Eksik gördüğü, yanlış gördüğü çalışmaları dile getirir, doğruları aktarır. Bu tür yazılardan eleştirilen taraf da ders çıkarır, yaptığı hata varsa döner, doğruları yapar.
Bu tür yazılardan eleştirilen, daha da hırslanır, kendini çalışmaya yönlendirir.
Daha güzel çalışma, daha çok çalışma. Yararlı çalışmalar ortaya çıkar.
Ben genç başkan kardeşimi uyardım. Merkezefendi belediyesinin ruhsatlar bölümünde sorun var.

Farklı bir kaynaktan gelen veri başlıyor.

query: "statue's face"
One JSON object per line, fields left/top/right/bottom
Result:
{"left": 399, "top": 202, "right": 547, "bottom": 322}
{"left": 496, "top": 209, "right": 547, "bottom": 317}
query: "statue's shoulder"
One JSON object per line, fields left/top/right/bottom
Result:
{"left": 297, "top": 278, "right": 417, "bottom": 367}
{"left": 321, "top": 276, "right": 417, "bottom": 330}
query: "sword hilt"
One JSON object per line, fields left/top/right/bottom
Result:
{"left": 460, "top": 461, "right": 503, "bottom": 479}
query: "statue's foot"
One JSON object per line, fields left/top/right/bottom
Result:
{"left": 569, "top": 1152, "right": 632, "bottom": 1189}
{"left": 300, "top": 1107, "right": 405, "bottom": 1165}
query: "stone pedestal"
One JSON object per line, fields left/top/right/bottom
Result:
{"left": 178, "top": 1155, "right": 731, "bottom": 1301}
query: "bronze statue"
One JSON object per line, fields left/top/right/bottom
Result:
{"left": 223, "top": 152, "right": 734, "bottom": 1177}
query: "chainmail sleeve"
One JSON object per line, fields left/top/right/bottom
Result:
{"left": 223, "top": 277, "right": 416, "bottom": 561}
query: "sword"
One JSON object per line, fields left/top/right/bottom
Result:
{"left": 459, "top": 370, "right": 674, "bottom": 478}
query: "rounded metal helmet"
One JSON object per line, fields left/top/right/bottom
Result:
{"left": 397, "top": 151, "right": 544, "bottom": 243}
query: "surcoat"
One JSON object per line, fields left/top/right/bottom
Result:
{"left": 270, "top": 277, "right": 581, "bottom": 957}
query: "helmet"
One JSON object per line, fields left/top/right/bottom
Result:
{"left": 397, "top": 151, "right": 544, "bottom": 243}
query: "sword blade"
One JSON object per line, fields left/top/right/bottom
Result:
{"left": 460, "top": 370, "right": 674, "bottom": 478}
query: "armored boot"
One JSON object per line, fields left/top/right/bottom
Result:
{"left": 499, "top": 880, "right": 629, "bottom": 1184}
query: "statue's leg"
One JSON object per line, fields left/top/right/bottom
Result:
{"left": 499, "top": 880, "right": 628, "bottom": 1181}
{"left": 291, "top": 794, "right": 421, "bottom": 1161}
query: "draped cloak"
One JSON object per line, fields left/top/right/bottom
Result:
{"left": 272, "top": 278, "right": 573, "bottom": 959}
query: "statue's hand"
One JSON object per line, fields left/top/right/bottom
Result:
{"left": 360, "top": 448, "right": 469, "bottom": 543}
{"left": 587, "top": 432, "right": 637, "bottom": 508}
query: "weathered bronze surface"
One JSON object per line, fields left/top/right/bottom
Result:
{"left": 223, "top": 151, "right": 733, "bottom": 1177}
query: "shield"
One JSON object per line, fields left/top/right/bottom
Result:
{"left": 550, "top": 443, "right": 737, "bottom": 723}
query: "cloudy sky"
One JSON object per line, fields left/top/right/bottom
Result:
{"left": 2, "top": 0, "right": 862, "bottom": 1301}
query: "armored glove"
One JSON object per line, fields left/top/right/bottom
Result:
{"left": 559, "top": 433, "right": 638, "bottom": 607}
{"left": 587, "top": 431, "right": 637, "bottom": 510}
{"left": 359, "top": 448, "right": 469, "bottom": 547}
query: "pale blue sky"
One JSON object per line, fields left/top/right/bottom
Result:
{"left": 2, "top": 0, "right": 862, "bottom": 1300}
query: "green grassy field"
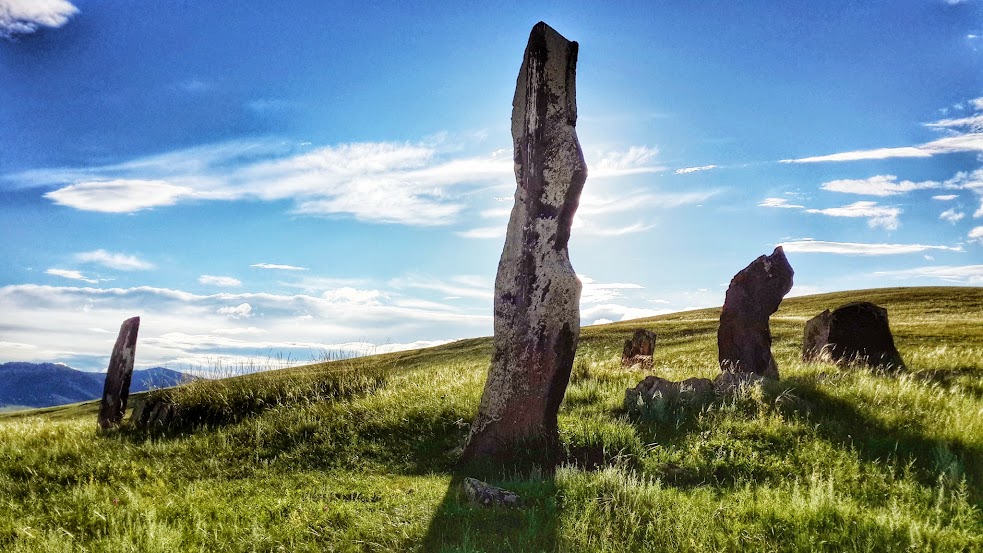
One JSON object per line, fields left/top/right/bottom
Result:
{"left": 1, "top": 287, "right": 981, "bottom": 552}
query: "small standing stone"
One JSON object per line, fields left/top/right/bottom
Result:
{"left": 98, "top": 316, "right": 140, "bottom": 430}
{"left": 462, "top": 22, "right": 587, "bottom": 463}
{"left": 622, "top": 329, "right": 657, "bottom": 368}
{"left": 717, "top": 247, "right": 793, "bottom": 378}
{"left": 803, "top": 302, "right": 905, "bottom": 370}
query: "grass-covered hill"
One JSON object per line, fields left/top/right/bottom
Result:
{"left": 1, "top": 286, "right": 981, "bottom": 552}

Düzeltin. Halk yararına, uygun şekilde çözümler üretin “dedim.
Pek çok vatandaş bu konuda ağlıyor. Ruhsat problemi yaşayan insanları çağırsa karşısına, onları dinlese, çözümler üretse, Ne güzel değilmiş. Âmâ ne mümkün, ona ulaşmak mümkün değil.
Randevu bile vermiyor. Çok yazık değil mi?
Böyle gitmez. Halkımız mahkemelere yönlenmeye başladı.
.Merkezefendi belediyesi aleyhine davalar açılıyor.
Benim tahminim bu mahkemeleri kaybedecekler. Bir sürü mahkeme masrafı, avukatlık masrafı, dava dosya masrafı, karşı tarafın avukatlık parası vs paralar, Merkezefendi belediyesinin kasasından çıkacak.
İsmi bende mahfuz, bir esnaf kardeşimiz, tazminat açmaya hazırlanıyor.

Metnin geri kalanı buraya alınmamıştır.